3) Respon stimulasi diri yang mengganggu interaksi sosial. Anak autis
seringkali melakukan atau menunjukkan sikap seperti mengepak-
ngepakkan tangan, memukul-mukul kepala, menggigit jari tangan
ketika measa kesal atau merasa panik dengan situasi lingkungan yang
baru dimasukinya.
4) Anak autis umumnya senang bermain sendiri, hal ini karena anak
tidak melakukan interaksi sosial dengan lingkungannya. Oleh karena
itu anak autis jangan dibiasakan bermain sendiri.
5) Anak autis pada umumnya melakukan gerakan tubuh yang khas,
seperti menggoyang-goyangkan tubuh, jalan berjinjit, menggerakan
jari ke meja dan memperlihatkan ekspresi wajah yang datar sehingga
sulit membedakan apakah anak sedang merasa senang, sedih ataupun
marah.
4. Sekolah Luar Biasa (SLB)
a. Pengertian Sekolah Luar Biasa
Sekolah Luar Biasa (SLB) adalah sebuah institusi pendidikan yang
menyelenggarakan Pendidikan Luar Biasa (PLB) dan sekolah khusus
bagi penyandang kecacatan tertentu. Ketika seorang anak diidentifikasi
mempunyai kelainan, pendidikan luar biasa sangat diperlukan.
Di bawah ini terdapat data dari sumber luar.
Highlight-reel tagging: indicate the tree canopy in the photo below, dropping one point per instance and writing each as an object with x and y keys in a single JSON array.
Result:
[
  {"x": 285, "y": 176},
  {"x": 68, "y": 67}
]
Pendidikan Sekolah Luar Biasa adalah lembaga pendidikan yang
bertujuan membantu peserta didik yang menyandang kelainan fisik
dan/atau mental, perilaku dan sosial agar mampu mengembangkan sikap,
pengetahuan dan keterampilan sebagai pribadi maupun anggota
masyarakat dalam mengadakan hubungan timbal balik dengan
lingkungan sosial, budaya dan alam sekitar serta dapat mengembangkan
kemampuan dalam dunia kerja atau mengikuti pendidikan lanjutan
(Sistem Pendidikan Nasional Tahun 1993).
25
SLB berdasarkan sejarahnya ditujukan untuk peserta didik Anak
Berkebutuhan Khusus (ABK) dengan masing-masing kekhususannya.
Jenis kekhususan tersebut menjadi landasan pendirian sebuah SLB.
Sekolah Luar Biasa dibagi menjadi beberapa bagian menurut jenis
ketunaan anak, yaitu :
1) SLB bagian A untuk tunanetra
2) SLB bagian B untuk tunarungu
3) SLB bagian C untuk tunagrahita (C untuk tunagrahita ringan dan C1
untuk tunagrahita sedang)
4) SLB bagian D untuk tunadaksa (D untuk tunadaksa ringan dan D1
untuk tunadaksa sedang)
5) SLB bagian E untuk tunalaras
6) SLB bagian F untuk autisme
7) SLB bagian G untuk tunaganda (Mangunsong, 2016, hal. 182).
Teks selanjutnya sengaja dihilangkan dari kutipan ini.